Extracting semantic themes and lexical patterns from a text corpus

Margareta Kastberg Sjöblom

ATST – Centre Jacques Petit

Université de Franche-Comté


This article focuses on the analysis of textual data and the extraction of lexical semantics. The techniques provided by different lexical statistics tools, such as Hyperbase (Brunet), today opens the door to many avenues of research in the field of corpus linguistics, including reconstructing the major semantic themes of a textual corpus in a systematic way, thanks to a computer-assisted semantic extraction.

The object used as a testing ground is a corpus made up by the literary work of one of France most famous contemporary writers: Jean-Marie Le Clézio, 2008 Nobel Prize Winner in Literature. The literary production of Le Clézio is vast, spanning more than forty years of writing and including several genres. The corpus consists of over 2 million tokens (51,000 lemmas) obtained from 31 novels and texts by the author.

1. Introduction

The techniques provided by lexical statistics tools, such as Hyperbase (Brunet) today opens the door to many avenues of research in the field of corpus linguistics, including reconstructing the major semantic themes and lexical patterns of a textual corpus in a systematic way, thanks to a computer-assisted semantic extraction.

The object used as a testing ground is a corpus made up by the literary work of one of Frances most famous contemporary writers: Jean-Marie Le Clézio, Nobel Prize winner 2008. The literary production of Le Clézio is vast, spanning more than forty years of writing and including several genres. The corpus consists of over 2 million tokens (51,000 lemmas) obtained from 31 novels and texts by the author.

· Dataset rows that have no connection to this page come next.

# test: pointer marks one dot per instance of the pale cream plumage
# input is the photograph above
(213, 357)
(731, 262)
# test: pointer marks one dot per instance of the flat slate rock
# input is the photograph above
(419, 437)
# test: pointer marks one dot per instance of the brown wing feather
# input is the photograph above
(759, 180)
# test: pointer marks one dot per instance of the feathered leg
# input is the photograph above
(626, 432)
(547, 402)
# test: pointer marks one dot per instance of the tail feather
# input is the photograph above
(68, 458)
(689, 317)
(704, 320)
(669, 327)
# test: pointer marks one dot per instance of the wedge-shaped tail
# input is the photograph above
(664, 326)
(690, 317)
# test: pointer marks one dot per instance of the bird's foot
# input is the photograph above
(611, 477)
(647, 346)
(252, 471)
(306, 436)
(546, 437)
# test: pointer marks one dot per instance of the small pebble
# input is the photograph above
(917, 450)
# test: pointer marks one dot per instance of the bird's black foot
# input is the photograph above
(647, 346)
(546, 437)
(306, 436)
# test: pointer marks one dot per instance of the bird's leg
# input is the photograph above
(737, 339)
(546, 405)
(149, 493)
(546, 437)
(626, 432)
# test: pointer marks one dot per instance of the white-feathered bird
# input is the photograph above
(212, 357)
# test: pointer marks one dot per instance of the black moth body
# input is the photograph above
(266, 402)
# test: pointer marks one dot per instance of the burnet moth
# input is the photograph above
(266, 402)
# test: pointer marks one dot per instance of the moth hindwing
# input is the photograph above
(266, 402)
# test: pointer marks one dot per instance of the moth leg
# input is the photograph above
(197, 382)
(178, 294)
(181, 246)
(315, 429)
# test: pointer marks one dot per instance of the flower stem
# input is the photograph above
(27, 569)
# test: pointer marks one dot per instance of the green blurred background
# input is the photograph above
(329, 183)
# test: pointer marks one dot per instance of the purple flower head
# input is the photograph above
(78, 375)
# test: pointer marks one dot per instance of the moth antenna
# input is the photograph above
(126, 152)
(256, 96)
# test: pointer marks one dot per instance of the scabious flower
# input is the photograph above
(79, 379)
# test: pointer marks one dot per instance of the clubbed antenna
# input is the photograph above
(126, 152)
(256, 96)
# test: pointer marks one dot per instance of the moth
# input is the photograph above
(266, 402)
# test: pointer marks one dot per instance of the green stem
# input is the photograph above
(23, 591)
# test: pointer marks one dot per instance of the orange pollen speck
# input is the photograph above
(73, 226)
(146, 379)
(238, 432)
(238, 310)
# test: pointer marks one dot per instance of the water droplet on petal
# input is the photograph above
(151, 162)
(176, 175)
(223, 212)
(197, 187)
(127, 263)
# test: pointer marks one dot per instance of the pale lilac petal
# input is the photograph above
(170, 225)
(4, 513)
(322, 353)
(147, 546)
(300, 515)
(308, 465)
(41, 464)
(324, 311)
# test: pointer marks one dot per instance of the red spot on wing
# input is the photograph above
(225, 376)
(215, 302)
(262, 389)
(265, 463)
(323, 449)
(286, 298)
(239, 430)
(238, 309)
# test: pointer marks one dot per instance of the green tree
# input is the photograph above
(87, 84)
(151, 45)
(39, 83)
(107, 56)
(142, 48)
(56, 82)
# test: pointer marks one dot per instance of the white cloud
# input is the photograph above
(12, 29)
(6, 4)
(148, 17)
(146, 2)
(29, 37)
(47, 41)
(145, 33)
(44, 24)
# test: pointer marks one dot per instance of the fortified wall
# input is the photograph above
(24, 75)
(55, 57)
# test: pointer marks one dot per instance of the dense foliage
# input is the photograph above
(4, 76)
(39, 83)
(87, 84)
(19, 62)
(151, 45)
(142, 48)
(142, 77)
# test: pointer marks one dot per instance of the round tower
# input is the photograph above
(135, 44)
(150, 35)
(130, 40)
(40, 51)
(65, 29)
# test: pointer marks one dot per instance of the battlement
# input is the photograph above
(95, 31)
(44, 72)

Beyond the literary and genre dimensions, the corpus is used here as a field of experimentation, and to implement a different methodological application. A key issue in this article is to focus on various forms of approximation of lexical items in a text corpus: what are the various constellations and semantic patterns of a text? Here we try to take advantage of the latest innovations in the analysis of textual data to apply different French corpus theories as “isotopies” (Rastier 1987-1996) and “isotropies” (Viprey 2005).

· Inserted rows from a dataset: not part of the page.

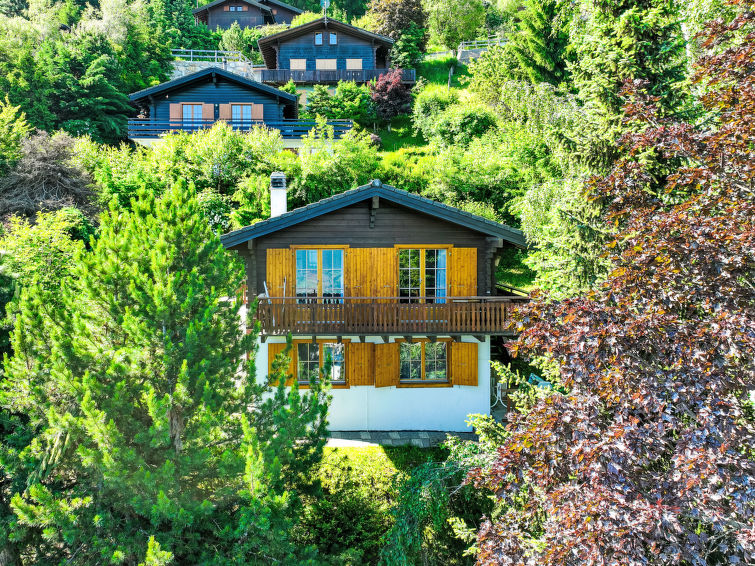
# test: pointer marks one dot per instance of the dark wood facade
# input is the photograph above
(371, 232)
(223, 13)
(199, 100)
(338, 50)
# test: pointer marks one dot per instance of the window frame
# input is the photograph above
(320, 271)
(423, 271)
(423, 381)
(321, 344)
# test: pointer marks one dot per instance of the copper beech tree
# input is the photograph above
(649, 458)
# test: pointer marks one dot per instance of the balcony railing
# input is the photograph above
(282, 76)
(385, 315)
(289, 129)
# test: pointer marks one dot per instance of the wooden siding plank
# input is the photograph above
(386, 365)
(273, 351)
(360, 364)
(464, 363)
(462, 276)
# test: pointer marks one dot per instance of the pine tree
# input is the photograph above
(540, 43)
(135, 386)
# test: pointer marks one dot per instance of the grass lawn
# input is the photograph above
(401, 135)
(435, 71)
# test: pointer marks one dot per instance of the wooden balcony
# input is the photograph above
(289, 129)
(384, 315)
(282, 76)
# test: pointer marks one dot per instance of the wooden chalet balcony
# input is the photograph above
(282, 76)
(385, 315)
(289, 129)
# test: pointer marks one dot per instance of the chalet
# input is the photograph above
(325, 51)
(397, 290)
(247, 13)
(198, 100)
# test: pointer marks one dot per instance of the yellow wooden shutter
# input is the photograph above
(360, 364)
(463, 363)
(273, 350)
(462, 276)
(280, 278)
(386, 365)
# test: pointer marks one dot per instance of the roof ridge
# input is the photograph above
(476, 222)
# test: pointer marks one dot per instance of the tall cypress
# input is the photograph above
(145, 418)
(540, 43)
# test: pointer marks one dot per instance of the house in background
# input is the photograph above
(247, 13)
(397, 290)
(326, 51)
(201, 99)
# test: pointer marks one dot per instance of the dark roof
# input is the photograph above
(265, 44)
(391, 194)
(181, 81)
(286, 6)
(217, 2)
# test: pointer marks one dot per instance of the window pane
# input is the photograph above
(308, 367)
(335, 353)
(411, 361)
(436, 362)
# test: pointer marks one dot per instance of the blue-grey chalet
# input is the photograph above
(201, 99)
(247, 13)
(326, 51)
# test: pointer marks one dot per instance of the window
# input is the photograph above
(311, 358)
(192, 113)
(297, 64)
(424, 361)
(319, 273)
(241, 113)
(325, 64)
(422, 273)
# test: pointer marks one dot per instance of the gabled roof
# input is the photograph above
(266, 44)
(217, 2)
(294, 9)
(212, 71)
(376, 189)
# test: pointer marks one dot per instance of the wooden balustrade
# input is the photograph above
(282, 76)
(289, 129)
(382, 316)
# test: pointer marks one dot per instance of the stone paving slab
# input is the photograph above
(420, 438)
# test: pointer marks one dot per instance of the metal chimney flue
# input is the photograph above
(278, 192)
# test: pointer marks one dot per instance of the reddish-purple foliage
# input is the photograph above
(650, 457)
(390, 95)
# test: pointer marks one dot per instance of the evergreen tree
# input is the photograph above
(540, 43)
(145, 419)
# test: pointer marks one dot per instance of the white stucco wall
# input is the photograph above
(402, 408)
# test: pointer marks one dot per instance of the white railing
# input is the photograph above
(210, 55)
(482, 43)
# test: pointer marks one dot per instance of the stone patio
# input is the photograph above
(420, 438)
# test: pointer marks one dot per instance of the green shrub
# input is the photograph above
(350, 514)
(461, 123)
(428, 106)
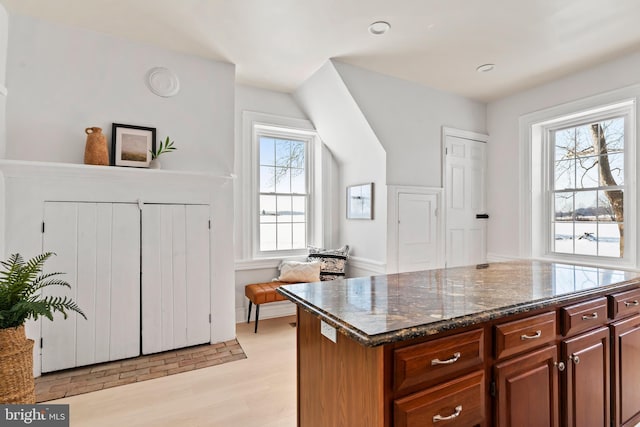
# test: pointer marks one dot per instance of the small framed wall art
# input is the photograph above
(132, 145)
(360, 201)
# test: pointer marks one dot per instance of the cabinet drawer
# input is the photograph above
(625, 303)
(431, 362)
(459, 402)
(586, 315)
(520, 335)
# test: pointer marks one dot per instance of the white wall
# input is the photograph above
(408, 119)
(4, 39)
(345, 130)
(504, 180)
(63, 80)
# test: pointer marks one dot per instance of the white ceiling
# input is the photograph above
(278, 44)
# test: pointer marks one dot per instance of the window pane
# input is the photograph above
(297, 154)
(267, 151)
(299, 209)
(268, 237)
(614, 134)
(564, 207)
(283, 180)
(609, 240)
(586, 238)
(563, 237)
(299, 236)
(606, 213)
(284, 237)
(267, 179)
(587, 172)
(298, 181)
(616, 166)
(584, 141)
(565, 174)
(565, 144)
(267, 209)
(586, 206)
(283, 152)
(284, 209)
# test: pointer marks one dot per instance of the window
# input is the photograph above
(588, 188)
(284, 191)
(587, 174)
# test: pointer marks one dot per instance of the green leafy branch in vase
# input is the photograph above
(165, 146)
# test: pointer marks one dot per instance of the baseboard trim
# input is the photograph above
(492, 257)
(375, 267)
(267, 311)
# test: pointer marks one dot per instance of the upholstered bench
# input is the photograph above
(262, 293)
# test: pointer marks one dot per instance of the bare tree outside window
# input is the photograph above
(283, 194)
(588, 189)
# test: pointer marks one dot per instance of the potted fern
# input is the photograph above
(21, 299)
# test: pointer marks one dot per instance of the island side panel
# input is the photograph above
(339, 384)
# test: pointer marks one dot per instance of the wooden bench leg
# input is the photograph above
(255, 331)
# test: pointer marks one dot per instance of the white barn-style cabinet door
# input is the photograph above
(97, 246)
(175, 279)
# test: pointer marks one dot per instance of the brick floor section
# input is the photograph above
(70, 382)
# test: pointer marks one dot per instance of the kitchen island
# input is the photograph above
(515, 343)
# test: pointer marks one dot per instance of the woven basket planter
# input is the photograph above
(16, 367)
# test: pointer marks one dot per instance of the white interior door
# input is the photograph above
(175, 280)
(466, 223)
(417, 232)
(98, 249)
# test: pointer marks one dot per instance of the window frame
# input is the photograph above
(280, 132)
(625, 109)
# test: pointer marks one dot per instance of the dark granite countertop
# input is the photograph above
(383, 309)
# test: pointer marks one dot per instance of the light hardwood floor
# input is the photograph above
(259, 391)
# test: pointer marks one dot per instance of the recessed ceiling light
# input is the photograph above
(379, 27)
(485, 68)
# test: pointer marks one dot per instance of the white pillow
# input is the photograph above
(299, 272)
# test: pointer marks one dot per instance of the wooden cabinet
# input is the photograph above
(436, 361)
(626, 371)
(98, 249)
(527, 390)
(459, 402)
(119, 262)
(175, 276)
(586, 380)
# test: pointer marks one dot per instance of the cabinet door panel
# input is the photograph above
(587, 378)
(527, 390)
(626, 371)
(97, 246)
(125, 282)
(175, 282)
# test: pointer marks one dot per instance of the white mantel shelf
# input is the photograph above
(32, 168)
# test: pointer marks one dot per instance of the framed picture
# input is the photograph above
(360, 201)
(132, 145)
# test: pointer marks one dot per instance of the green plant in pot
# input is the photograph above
(165, 146)
(21, 299)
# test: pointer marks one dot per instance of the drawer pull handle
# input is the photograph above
(456, 414)
(537, 335)
(454, 359)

The automatic extraction of collocations and the micro-distribution of lexical items encourage the further development of different methods of automatic extraction of semantic poles and collocations: on one side by the extraction of thematic universes, revolving around a pole, on the other side by the extraction of co-occurrences and sequences of lexical items.

2. The corpus

The Clézio corpus of 31 books consists of fifteen novels: Le procès-verbal, La fièvre, Le déluge, Le livre des fuites, La guerre, Voyages de l’autre côté, Désert, Le chercheur d’or, Voyage à Rodrigues, Angoli Mala, Onitsha, Etoile errante, La quarantaine, Poisson d’or and Hasard. Mydriase and Vers les icebergs have a more poetic character. The corpus even includes short stories: Mondo et autres histoires, La ronde et autres faits divers and Printemps et autres saisons. The literary essays L’extase matérielle and L’inconnu sur la terre deal with general themes, whereas Trois villes saintes and Le rêve mexicain ou la pensée interrompue focuses on Native American culture. The American Indian culture is also the main focus of Le Clézios ethnological works; Les prophéties du Chilam Balam and La fête chantée, whereas Sirandanes focuses on the culture of Mauritius. Two books for children are also included in the corpus: Voyage au pays des arbres and Pawana, the only biography Diego et Frida and the travelogue Gens des nuages.

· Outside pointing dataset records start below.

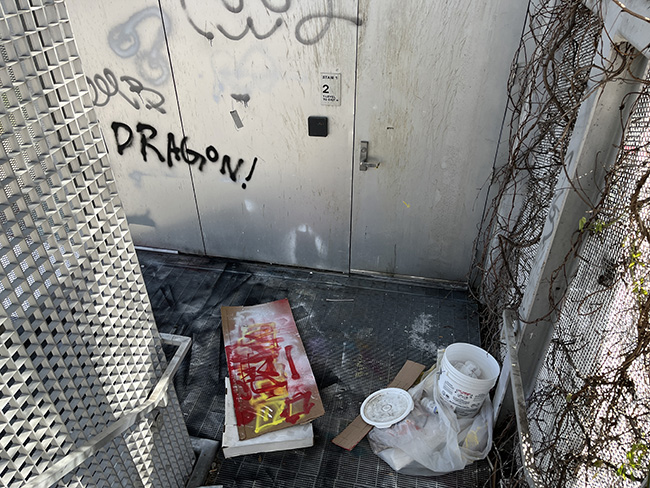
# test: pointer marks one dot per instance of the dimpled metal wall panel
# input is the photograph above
(79, 349)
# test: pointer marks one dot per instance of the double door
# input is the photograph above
(327, 134)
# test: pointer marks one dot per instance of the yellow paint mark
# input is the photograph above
(269, 415)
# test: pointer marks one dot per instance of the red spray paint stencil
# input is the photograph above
(272, 383)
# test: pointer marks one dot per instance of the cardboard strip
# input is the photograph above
(358, 429)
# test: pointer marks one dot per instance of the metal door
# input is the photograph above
(249, 76)
(431, 81)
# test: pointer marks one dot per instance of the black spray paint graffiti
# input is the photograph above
(124, 139)
(106, 86)
(125, 42)
(320, 23)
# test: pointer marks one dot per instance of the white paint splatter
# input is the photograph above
(420, 331)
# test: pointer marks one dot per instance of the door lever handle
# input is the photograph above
(364, 164)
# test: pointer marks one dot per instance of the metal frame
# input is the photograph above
(157, 399)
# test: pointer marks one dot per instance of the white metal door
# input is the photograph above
(430, 98)
(249, 75)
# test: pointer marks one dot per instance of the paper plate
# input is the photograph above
(386, 407)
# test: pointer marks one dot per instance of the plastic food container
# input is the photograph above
(386, 407)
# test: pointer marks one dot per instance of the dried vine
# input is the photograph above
(588, 422)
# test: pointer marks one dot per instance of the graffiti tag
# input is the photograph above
(105, 86)
(124, 138)
(309, 30)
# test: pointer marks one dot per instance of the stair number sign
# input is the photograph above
(330, 87)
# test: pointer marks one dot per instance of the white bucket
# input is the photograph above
(461, 392)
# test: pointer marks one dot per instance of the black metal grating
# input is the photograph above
(357, 332)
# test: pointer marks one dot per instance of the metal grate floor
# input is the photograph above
(357, 332)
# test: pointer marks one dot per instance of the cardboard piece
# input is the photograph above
(358, 429)
(296, 437)
(272, 383)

This large corpus has been scanned and processed by the Hyperbase software in its 6.5 version. Hyperbase is one of the most efficient French lexical statistics tools for quantitative treatment of large textual corpora. It allows two dimensions of investigation and analysis on a corpus; a pure hypertextual dimension combined with a full statistical dimension. The statistical processing can serve as a platform for various studies. While Hyperbase was originally created for literary corpora, it is today used in various fields of research, for example sociology, psychology, history and political sciences, where a formal discourse analyses is required. The hypertextual dimension focuses on documentary operations such as obtaining contexts and matches. The distribution of a lexical item can be studied in all of the texts simultaneously and viewed through graphical applications. The statistical exploration tools offer the possibility of various statistical analyses; not only the traditional ones, such as lexical richness, lexical distance or connection, chronological correlation etc., but also a method of analyzing lexical specificities, compared to an external reference corpus, as well as in an endogenous perspective, within the corpus itself. Hyperbase processes different outputs such as lexical forms, lemmas, grammatical codes and syntactic chains. This corpus has been lemmatized and tagged with Tree tagger.[1]

2 Co-occurrences

The different statistical applications used by Hyperbase allow different approaches to semantic themes, or lexical microcosms, within a corpus. First of all, Hyperbase provides not only the immediate extraction of lexical correlates but it also makes it possible to extract all terms located in the immediate environment of a given lexical item.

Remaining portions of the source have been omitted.